The Super Bowl is great for smaller or start-up brands looking to emerge into the mainstream and announce themselves. It also benefits more established brands launching a new product line, attempting to reposition within the marketplace, or putting out a specific call to action with the goal of capturing market share. E-Trade and Monster successfully pulled off the former, while Denny’s was hit using the latter strategy with its popular offering last year. Denny’s returns with a similar spot this year, which they can easily measure the success of by counting customers who use the offer, and is a smart ploy since once you have customers in the restaurant you have a greater chance of retaining that customer.

While E-Trade and Monster continue to use the Super Bowl to build their brands, many first-timers will attempt to catapult themselves into the public eye, including Qualcomm’s FloTV, Boost Mobile, and tru TV (a Turner network). The Super Bowl makes sense for all of them as they are announcing themselves and their products to a broad audience, or in the case of truTV, introducing a show related to football that will attempt to capture new viewership for the channel.

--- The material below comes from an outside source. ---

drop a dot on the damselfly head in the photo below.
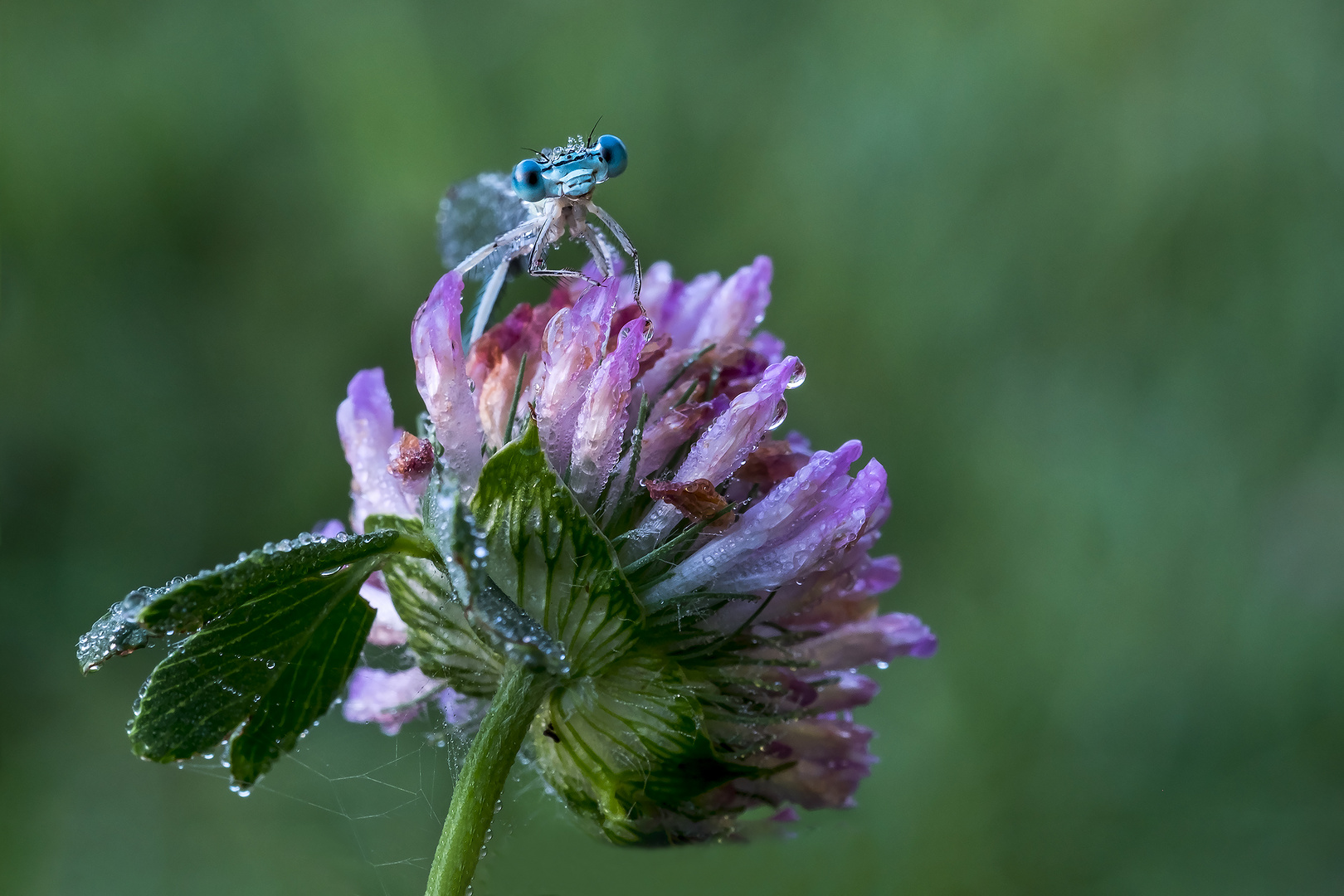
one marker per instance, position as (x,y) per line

On the other hand, does it really help AB-InBev to continue putting up Bud and Bud Light ads every year, or Coke to come up with a new creative and spend close to $6m for one-minute? That’s why Pepsi and FedEx made smart decisions not buying time. They have nothing new to say, no new products to launch, they are already well-established brands that everyone watching the game is familiar with, and to be honest, they may actually receive more hype leading up to the game by deciding NOT to advertise than some competitors who do decide to advertise, an interesting reverse psychology.

In the end, it should not be a big story that FedEx and Pepsi are out, and the likes of kgb and Motorola (desperate to push its new phone) are in. It marks the natural evolution of Super Bowl ad economics. Established brands buying simply to showcase a new creative and be the talk of Ad Week is not worth $3m+, while new brands and new products can use the game as their introduction to the world since it’s the broadest reach it can achieve in one spot all year. However, given the cost relative to the marketing spend and revenue for some smaller, growth companies, a Super Bowl ad buy can be make or break – as many found it during the dot come era.